Despite its name, the area has never been circular.[1] On the original l'Enfant Plan for the city, the area was rectangular, which the revised Ellicott Plan expanded to a rectangle that incorporated the entire area between 17th Street to 15th Street and from O Street down to below N street.[1] It was initially named Scott Square until changing name to "Circle" in the late 1870s.[2]

The modern traffic junction has an interior roundabout but, with the bordering Corregidor Street and Bataan Street, Scott Circle overall takes a mirror symmetric (with a north-south axis) bow-tie shape, and the buildings around it in fact delineate a rectangle of space.[1] The area that is public parkland forms the interior of the bow-tie shape, a central ellipse (major axis running east-west) interior to the roundabout with two triangles on its west and east sides.[1]


Development of "Jamaica"

The tract of land on which Scott Circle was developed in the 1870s was before then known as "Jamaica".[1] It was named Scott after Brevet Lt. General Winfield Scott, whose sculpture was erected in the circle in 1874, after being relocated there by Congress.[1] Originally, the statue, a 15 feet (4.6 m) tall bronze of Scott on a horse sculpted by Henry Kirke Brown, was to be in what was then going to be called Scott Square, but is now known as McPherson Square;[3] but Congress relocated it to the Massachusetts/Rhode Island intersection, facing south along 16th Street to the White House, in 1872.[3]

Massachusetts Avenue was paved with concrete, and Rhode Island Avenue and 16th Street with wood; and Slash Run, a tributary of Rock Creek that had run through Jamaica, was enclosed into one of the sewer lines that was laid alongside water and gas utility lines.[1]
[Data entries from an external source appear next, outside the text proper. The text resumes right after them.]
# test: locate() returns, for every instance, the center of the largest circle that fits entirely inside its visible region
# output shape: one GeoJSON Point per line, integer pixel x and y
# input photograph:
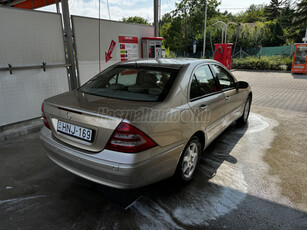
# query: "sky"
{"type": "Point", "coordinates": [142, 8]}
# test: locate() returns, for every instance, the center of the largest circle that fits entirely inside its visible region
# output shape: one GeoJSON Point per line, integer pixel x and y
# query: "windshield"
{"type": "Point", "coordinates": [136, 84]}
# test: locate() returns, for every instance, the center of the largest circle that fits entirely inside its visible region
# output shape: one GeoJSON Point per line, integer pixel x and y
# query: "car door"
{"type": "Point", "coordinates": [206, 100]}
{"type": "Point", "coordinates": [233, 100]}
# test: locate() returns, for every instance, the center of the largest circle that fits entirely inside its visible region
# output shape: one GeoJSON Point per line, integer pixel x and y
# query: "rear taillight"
{"type": "Point", "coordinates": [45, 118]}
{"type": "Point", "coordinates": [127, 138]}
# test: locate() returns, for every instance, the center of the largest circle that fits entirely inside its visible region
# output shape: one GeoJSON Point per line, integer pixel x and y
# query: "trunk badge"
{"type": "Point", "coordinates": [68, 115]}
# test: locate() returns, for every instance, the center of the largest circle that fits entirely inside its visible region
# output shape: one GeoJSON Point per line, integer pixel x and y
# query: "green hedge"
{"type": "Point", "coordinates": [263, 63]}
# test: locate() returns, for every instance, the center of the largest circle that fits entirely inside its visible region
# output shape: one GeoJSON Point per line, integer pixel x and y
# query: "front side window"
{"type": "Point", "coordinates": [202, 82]}
{"type": "Point", "coordinates": [225, 79]}
{"type": "Point", "coordinates": [136, 84]}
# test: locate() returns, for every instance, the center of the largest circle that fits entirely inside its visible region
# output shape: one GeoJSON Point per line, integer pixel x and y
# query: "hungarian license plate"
{"type": "Point", "coordinates": [74, 130]}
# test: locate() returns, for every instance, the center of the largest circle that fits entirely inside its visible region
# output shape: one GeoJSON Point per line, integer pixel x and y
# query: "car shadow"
{"type": "Point", "coordinates": [212, 158]}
From desirable residential area to primarily institutional use

Further information: Sixteenth Street Historic District

Initially, the area was a desirable residential area and the public space was intended to be a recreational area for the neighbourhood; but, although a few surrounding residences remain, in the 21st century most buildings are now institutional and the only remaining social function of Scott Circle is memorial.[1]
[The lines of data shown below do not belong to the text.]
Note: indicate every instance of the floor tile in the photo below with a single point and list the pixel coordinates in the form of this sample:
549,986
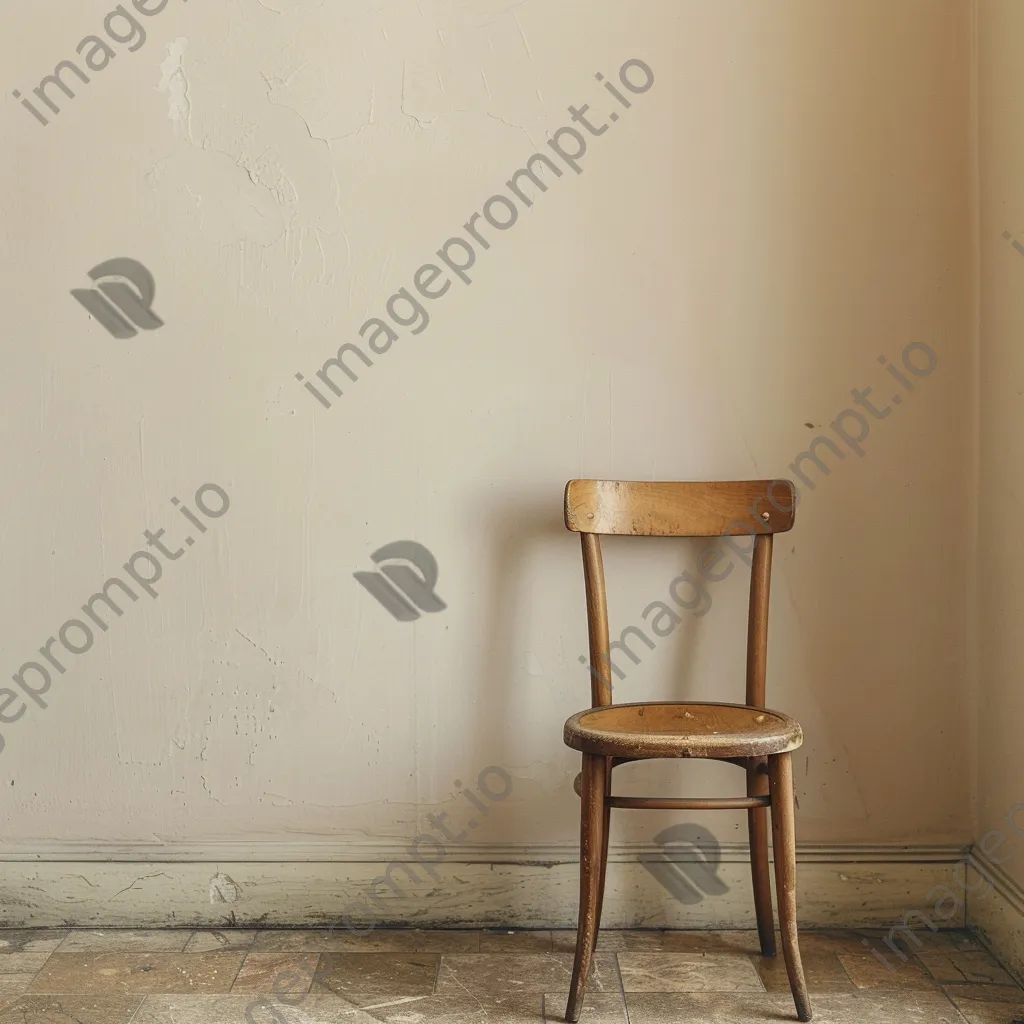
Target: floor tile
975,968
315,1009
288,974
987,1004
31,940
823,972
860,1008
298,940
698,941
609,940
14,984
517,1008
485,975
377,941
921,939
688,973
228,941
867,972
22,963
126,941
117,974
369,978
70,1010
840,940
440,941
515,942
598,1008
The change came about in the first half of the 20th century.[4] Although residential buildings such as a Georgian Revival style mansion built in 1906 by Simon Guggenheim on the corner of 16th and M Streets, a Beaux-Arts house built in 1907 by Carolina Caton Williams at 1227 16th Street, and John Russell Pope's 1912 neoclassical redesign of Levi Morton's Bell House, still existed; usage was to change a couple of decades later around the time of the Great Depression.[4] In 1930 the Bell House changed from a private residence to the home of the National Democratic Club, and was later to be owned by the National Paint and Coatings Association.[4] The residences south of it were razed and replaced by the headquarters of the American Association for the Advancement of Science (AAAS).[4] The Chinese Legation to the United States took over a residential house to the north-east, the Peruvian Embassy took over the William Windom House, and in 1940 the Pendleton and Cameron private residences were razed and replaced by General Scott Apartments.[4][5]

16th Street underpass

A view through the underpass along 16th Street looking southwards.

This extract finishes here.